The film spends a little time introducing us to a host of characters that will eventually be the contestants. There is Rosita (Reese Witherspoon), a pig who is a stay-at-home mom to 25, a self-absorbed Mouse named Mike (Seth MacFarlane) who likes to hustle and blow his money at the card tables, Ash (Scarlett Johansson) the teenaged porcupine who wants to simply rock-n-roll with her boyfriend, Johnny (Aaron Egerton) a gorilla being groomed by his father to work in their gang knocking off banks and the like, and then there is Meena (Tori Kelly), a shy elephant with a voice of gold who is too afraid to try out.
The film runs itself like a mini version of the now defunct American Idol. There are the typically funny tryouts, the rehearsals, and then the big show. In the meantime, each character struggles in their own story with the singing contest as their focused hope for overcoming their own personal issues. As far as a plot goes, it is a tired formula: have a huge show to save the theater (or community center). I think everyone from The Brady Bunch, to Breakin’ 2: Electric Boogaloo have tried this approach. It’s a tired approach, but is apparently being recycled again. When the opening number is “Golden Slumbers“, you are immediately worried. While it is a great Beatles tune, you hope it does not prove to be prophetic for the film at large.

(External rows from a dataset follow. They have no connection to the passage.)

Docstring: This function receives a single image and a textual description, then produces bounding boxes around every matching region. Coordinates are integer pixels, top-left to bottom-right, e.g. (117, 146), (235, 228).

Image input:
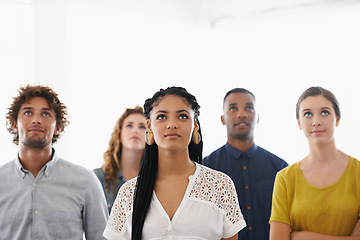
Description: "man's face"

(13, 97), (60, 149)
(221, 93), (257, 140)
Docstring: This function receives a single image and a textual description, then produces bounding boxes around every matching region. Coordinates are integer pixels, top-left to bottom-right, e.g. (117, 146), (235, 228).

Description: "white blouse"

(104, 164), (246, 240)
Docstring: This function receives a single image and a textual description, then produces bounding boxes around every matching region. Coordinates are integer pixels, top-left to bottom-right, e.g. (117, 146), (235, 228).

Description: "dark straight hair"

(131, 87), (203, 240)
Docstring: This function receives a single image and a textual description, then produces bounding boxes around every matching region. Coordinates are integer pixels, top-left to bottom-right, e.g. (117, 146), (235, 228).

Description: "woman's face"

(121, 113), (146, 150)
(147, 95), (198, 151)
(298, 95), (339, 144)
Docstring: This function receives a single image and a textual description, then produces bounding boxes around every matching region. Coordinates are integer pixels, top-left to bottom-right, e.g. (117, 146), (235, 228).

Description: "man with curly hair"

(0, 85), (108, 240)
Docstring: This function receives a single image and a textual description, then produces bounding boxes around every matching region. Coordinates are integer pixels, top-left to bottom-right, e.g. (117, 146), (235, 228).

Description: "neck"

(120, 148), (144, 180)
(19, 146), (52, 178)
(228, 137), (255, 152)
(158, 149), (195, 178)
(307, 141), (344, 164)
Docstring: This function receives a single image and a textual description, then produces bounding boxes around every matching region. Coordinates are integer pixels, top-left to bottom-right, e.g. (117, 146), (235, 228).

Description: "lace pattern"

(189, 166), (243, 224)
(108, 165), (243, 233)
(108, 178), (136, 233)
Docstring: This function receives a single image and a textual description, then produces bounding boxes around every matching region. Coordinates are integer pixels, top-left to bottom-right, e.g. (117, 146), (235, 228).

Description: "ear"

(54, 126), (62, 136)
(298, 120), (302, 130)
(146, 119), (152, 132)
(11, 122), (18, 133)
(220, 115), (226, 125)
(336, 117), (340, 126)
(194, 120), (199, 132)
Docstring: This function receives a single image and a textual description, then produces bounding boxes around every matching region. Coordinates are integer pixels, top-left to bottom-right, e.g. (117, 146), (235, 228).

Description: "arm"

(291, 221), (360, 240)
(221, 234), (238, 240)
(270, 222), (291, 240)
(83, 174), (109, 240)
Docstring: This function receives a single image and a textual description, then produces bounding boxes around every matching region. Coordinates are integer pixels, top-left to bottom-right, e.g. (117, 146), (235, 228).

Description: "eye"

(321, 110), (330, 116)
(43, 112), (51, 117)
(246, 106), (254, 112)
(229, 107), (237, 112)
(179, 114), (189, 119)
(125, 124), (132, 128)
(156, 114), (166, 120)
(304, 112), (312, 118)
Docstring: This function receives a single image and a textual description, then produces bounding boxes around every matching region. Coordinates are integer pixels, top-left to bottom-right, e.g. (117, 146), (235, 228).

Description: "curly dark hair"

(131, 87), (203, 240)
(6, 85), (70, 145)
(102, 106), (144, 193)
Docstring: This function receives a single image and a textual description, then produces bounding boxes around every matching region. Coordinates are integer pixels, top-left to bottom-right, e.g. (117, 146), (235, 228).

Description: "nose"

(312, 118), (321, 127)
(32, 114), (41, 124)
(167, 121), (178, 129)
(237, 111), (247, 118)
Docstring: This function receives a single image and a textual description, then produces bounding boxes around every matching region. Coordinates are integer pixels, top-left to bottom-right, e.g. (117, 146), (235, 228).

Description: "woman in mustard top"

(270, 87), (360, 240)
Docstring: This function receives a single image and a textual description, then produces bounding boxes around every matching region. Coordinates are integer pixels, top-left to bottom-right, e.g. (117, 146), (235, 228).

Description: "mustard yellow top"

(270, 157), (360, 236)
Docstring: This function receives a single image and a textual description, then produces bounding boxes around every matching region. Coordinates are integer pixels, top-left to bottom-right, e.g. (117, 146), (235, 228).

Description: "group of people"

(0, 85), (360, 240)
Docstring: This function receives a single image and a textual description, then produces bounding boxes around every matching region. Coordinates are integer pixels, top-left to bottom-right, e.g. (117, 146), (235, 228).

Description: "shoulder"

(93, 167), (105, 178)
(203, 145), (226, 165)
(0, 161), (15, 174)
(277, 162), (299, 179)
(257, 146), (288, 166)
(190, 165), (237, 203)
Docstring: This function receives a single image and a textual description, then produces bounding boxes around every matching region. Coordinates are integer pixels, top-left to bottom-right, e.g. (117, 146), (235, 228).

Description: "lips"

(165, 133), (180, 138)
(311, 130), (325, 135)
(28, 127), (45, 132)
(234, 121), (249, 127)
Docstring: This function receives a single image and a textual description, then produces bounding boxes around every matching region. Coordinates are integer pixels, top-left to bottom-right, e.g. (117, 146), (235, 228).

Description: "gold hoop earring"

(145, 132), (155, 146)
(191, 131), (201, 145)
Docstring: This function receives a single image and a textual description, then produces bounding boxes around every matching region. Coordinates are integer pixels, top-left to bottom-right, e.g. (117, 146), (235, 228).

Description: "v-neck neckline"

(153, 162), (200, 223)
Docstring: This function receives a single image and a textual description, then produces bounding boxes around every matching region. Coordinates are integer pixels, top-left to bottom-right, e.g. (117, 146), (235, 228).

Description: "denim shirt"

When the theater is literally reduced to ruins, will the show go on? The film has enough decent jokes to keep it afloat, but it is really the music and sentimentality that makes it work enough to be a crowd-pleaser in the end, even if the formula, plot, and animation is a bit like the ruins found in the film’s story. With shows like The Voice, still getting ratings, apparently we haven’t grown tired of such contests, and like Johnny the Gorilla’s take on Elton John, both the genre, and the theater rubble they are performing in can shout “I’m still standing“, even when they shouldn’t be.
Yet, Sing does manage to be a crowd-pleaser in the end with younger kids guaranteed to jump and dance in front of their seat in the theater you take them to, in order to watch this.
The fact is that this is mid-level animation at best. It is better than recent fare like Angry Birds, or Storks, and fits it better with The Secret Life of Pets or The Wild Life. But compared to Disney and Pixar’s offerings of Moana and Zootopia, this film has nothing to offer in terms of animation. Speaking of Zootopia, Sing is again late to the party as they seek to mine the same setting of an all animal culture who behave and operate just like us. Where Zootopia was able to pull it off and subversively deal with deep topics such as race relations, the relationship of the police to the community, as well as overcoming hurdles and accomplishing one’s dreams, Sing is content to simply use a singing contest as a means to show one point: hard work can pay off.
This is not an unimportant lesson. In a generation apt to expect success and fame no matter the reason, this contest shows that you aren’t going to be handed anything, unless you are willing to roll up your sleeves, and make it happen. Buster tries the shortcuts like begging his rich friend Eddie (John C. Reilly) and his wealthy grandmother, Nana (Jennifer Saunders/Jennifer Hudson), for the money to cover his expenses, but fortunately the film shows that no one will give you anything if you aren’t willing to work for it.
And so a positive message rises from the ruins of a tired plot, and lesser version of better animated films released earlier this year. Yet, Sing does manage to be a crowd-pleaser in the end with younger kids guaranteed to jump and dance in front of their seat in the theater you take them to, in order to watch this. Music has a way of helping us overcome obstacles, and so music can help us overlook much and still have something to tap our toes to as we leave the theater. Illumination Entertainment just might have enough star power and a strong enough track-list to make this a hit.